Activation of dorsomedial striatum dopamine receptor D2 (DMS^D2) cells, which project to GPe^PV cells, prevented cocaine CPP and sensitization, which mirrors the effects of GPe^PV inhibition. Voltage-clamp recordings indicated that cocaine decreased spontaneous inhibitory postsynaptic currents (sIPSCs) in GPe^PV cells without affecting excitatory currents, thereby suggesting that cocaine reduces inhibitory drive onto GPe^PV cells.
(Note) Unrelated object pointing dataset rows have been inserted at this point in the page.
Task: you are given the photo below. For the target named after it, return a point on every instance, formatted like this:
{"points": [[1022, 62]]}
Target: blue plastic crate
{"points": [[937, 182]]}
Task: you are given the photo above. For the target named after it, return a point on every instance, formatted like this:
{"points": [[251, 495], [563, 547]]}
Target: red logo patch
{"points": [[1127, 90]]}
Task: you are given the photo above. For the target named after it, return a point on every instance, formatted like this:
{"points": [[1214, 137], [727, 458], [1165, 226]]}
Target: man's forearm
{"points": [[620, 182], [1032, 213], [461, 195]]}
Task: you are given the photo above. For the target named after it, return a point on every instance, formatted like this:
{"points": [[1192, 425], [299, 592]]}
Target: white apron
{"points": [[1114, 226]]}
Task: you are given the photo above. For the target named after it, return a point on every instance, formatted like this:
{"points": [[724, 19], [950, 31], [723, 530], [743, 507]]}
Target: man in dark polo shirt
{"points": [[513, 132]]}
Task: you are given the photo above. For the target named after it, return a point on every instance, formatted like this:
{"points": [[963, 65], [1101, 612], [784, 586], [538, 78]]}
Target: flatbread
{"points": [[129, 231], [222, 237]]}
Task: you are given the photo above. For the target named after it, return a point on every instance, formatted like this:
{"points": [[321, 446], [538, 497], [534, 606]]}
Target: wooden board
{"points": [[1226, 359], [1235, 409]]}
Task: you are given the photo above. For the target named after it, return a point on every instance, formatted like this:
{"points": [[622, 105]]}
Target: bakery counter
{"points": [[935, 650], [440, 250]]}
Single-nucleus ribonucleic acid sequencing (snRNA-seq) revealed significant downregulation of the Kcnq3 and Kcnq5 genes, which encode voltage-gated potassium channels crucial for regulating cellular excitability. Subsequent treatment with carnosic acid, a KCNQ3/5 channel opener, reduced GPe^PV cell excitability and effectively blocked cocaine CPP, sensitization, and volitional cocaine intake in a self-administration model. Thus, targeting KCNQ3/5 channels with carnosic acid could be a promising therapeutic strategy for reducing cocaine reward and preventing addiction-related behaviors by modulating GPe^PV cell activity.

Conclusions

GPe neurons are key regulators of cocaine reward and sensitization that modulate dopamine activity in the VTA. By activating KCNQ3/5 channels, reducing GPe^PV cell excitability effectively diminishes cocaine-seeking behaviors.

VTA^DA→NAcLat cells, through connections to the DMS, enhance GPe^PV activity, thereby creating a feedback loop that influences dopamine levels in the nucleus accumbens. Carnosic acid, a KCNQ3/5 opener, shows promise as an anti-addictive agent, offering a novel therapeutic approach for cocaine addiction.